Why Aren’t There Enough Electric Motorcycles?
Why Aren’t There Enough Electric Motorcycles?

We sat down with Narayan Subramaniam, CEO and Co-founder of Ultraviolette to find out why it takes a village (and a million dollars) to build a high-performance motorcycle

Electric mobility, which started as a niche subset of India’s automotive market, has lately snowballed into an avalanche of products, ranging from all-electric SUVs and sedans to scooters. But looking closer, you’ll notice something amiss.

 

While there have been more than a dime-a-dozen e-scooters to choose from, the electric motorcycle segment remains highly underrepresented. Although new-age startups like Ultraviolette, Tork Motors, and Revolt have been trying to chip away into the world’s largest two-wheeler market, electric motorcycles still seem a few years away from becoming more mainstream. Why is that? What makes an electric motorcycle more complex to design than a run-of-the-mill electric moped that seems to be popping up every week or so?

 

 

When asked why manufacturers are hesitant about investing in electric motorcycles in the current market scenario, Narayan Subramaniam, CEO, and Co-founder of Ultraviolette, answered, “Developing technology for high-performance electric motorcycles is difficult. It requires a lot of innovation and R&D at the ground level. One possible way to put this across is that electric scooters currently play in the power band of 3 kW to 7 kW output, but what we are talking about in terms of the Ultraviolette powertrains is outputting 30 to 60 kW, which is nearly 10 times more than the scooter segment.”

 

 

And the performance figures do speak for themselves.
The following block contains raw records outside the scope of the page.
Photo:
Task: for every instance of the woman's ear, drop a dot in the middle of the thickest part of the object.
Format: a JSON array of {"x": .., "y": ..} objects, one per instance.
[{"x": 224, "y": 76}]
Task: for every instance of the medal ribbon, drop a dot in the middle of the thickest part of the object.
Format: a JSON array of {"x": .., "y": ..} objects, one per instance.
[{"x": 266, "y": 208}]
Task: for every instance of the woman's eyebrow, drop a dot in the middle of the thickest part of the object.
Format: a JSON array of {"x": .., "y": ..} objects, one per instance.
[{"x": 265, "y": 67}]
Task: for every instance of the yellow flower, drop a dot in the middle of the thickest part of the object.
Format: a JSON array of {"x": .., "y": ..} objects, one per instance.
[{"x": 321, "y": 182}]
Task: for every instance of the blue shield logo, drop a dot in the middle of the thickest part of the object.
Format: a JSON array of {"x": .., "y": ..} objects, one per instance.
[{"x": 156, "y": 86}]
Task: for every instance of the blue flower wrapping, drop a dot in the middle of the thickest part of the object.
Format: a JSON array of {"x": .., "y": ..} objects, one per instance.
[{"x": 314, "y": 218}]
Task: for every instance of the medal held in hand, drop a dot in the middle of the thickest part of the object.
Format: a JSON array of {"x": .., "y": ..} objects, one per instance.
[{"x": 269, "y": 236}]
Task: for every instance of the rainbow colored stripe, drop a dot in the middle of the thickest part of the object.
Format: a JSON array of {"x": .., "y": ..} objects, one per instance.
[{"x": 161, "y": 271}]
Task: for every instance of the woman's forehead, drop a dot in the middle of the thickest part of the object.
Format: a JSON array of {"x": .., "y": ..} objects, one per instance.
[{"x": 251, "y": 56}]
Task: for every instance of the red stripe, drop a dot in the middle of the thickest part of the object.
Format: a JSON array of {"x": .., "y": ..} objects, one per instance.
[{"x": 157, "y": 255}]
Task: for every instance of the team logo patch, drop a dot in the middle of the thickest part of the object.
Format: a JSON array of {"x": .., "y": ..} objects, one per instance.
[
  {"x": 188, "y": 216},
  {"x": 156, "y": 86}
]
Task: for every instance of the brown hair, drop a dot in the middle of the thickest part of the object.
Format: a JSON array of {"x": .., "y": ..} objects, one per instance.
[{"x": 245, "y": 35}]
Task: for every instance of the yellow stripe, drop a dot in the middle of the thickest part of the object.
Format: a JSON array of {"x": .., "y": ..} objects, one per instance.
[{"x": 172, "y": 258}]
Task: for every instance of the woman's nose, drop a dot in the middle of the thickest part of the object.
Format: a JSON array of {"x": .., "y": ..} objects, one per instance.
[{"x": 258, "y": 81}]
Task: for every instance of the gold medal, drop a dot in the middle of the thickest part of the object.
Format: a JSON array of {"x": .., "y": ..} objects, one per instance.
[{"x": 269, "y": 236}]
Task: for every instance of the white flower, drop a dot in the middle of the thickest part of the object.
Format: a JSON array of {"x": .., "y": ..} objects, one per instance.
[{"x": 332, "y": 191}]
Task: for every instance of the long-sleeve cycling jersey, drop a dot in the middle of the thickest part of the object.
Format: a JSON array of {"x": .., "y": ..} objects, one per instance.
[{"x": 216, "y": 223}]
The F77 Recon packs a large 29kWh electric motor which produces 95Nm of torque and a claimed top speed of 147kmph, with 0-60 kmph sprint coming up in 3 seconds. Compared that to the Tork Kratos and you’ll instantly notice the difference. The latter packs a 4kWh battery pack with a range of 180km (IDC) and a top speed of 105kmph, not too far off from the Ather 450X’s 90kmph but way off the Ola S1 Pro’s 116kmph. No surprises, the F77 is a thorough breed sporty motorcycle, at least on paper.

 

 

What about range anxiety?

 

But that’s performance, what about the heart of the matter, the battery and range? Can’t you just shove a larger battery in its already bulbous body? Well, no. “The heat and losses are a square factor of the current, so when your output goes up 8 to 10 times, the heat and other aspects go up 100 times. That said, what works as the cooling systems or the safety systems on lower-powered vehicles cannot scale directly for higher-powered vehicles,” says Subramaniam

 

His comments hold weight here considering the countless incidents of thermal runaway that caused many e-scooters to catch fire when put through extensive use. While companies like Ather were able to avoid this with clever engineering, the challenge becomes much bigger while working with a motorcycle skeleton. “This is where high amounts of R&D and innovation are required, and it also requires cross-functional innovation. You can’t think purely from one domain as you need electronics, mechanics, understanding of the basics of physics and chemistry that come together to solve these problems.” adds the CEO.

 

 

Solved they seem to have done. The F77 offers a range of 307km on a single charge, more than any other electric two-wheeler offering (Ola S1 Pro – 181km, Ather 450X – 146km). How did they do it? Subramaniam explains that there’s a separate team for battery innovation whose priority is to address “safety requirements, thermal management, and how all of this comes together in a volume that makes sense to fit in a motorcycle package.” All of this, of course, makes building an electric motorcycle a costly affair. Ultraviolette had to raise $55 million since its inception to develop the F77 platform, with funding from Europe’s EXOR Capital, US-based Qualcomm Ventures, TVS Motor, Zoho Corp, Gofrugal Technologies, Speciale Invest, and even celebrities like Dulquer Salmaan and Rannvijay Singh.

 

 

Why get into the electric motorcycle space at all?

 

Subramaniam adds, “When you look at the mass-market products, the technology has nearly become a commodity. There is not too much room for new innovation in terms of core battery or powertrain technology.”

 

But even with a million-dollar idea and an equally similar bank account (in this case $55 million), developing an electric motorcycle isn’t as simple as strapping two wheels to a battery. While Tork opted to take inspiration from Yamaha’s FZ platform, the F77 uses components from the KTM 390 Duke, which includes the WP suspension and the Bybre braking setup. However, this only solves a part of the problem. Apart from the underpinning, Ultraviolette, for the large part, had to develop the motorcycle from the ground up.

 

 

As Subramaniam states, “The approach of developing the F77 had to be ground up new. When you look at the architecture of a performance electric motorcycle, there are no benchmarks, and you have to create everything from scratch—from the layout, the dynamics, the handling, the whole package of the motorcycle, the weight distribution, the centre of gravity—all of these are parameters that are very important to a good handling and performance motorcycle, but the technology is very different, and we had to design the entire architecture from scratch to create the right benchmark in terms of all of the above parameters.”

 

 

The auto and the tech world have their own share of parallels, but perhaps nothing comes close as this one. It is no very dissimilar to how legacy bikemakers or even tech manufacturers have tackled their products in the past. You wouldn’t have an iPhone SE if you didn’t first build the iPhone X. Technology always trickles down in terms of cost. We just hope it does so at a similar pace that the F77 promises to accelerate at.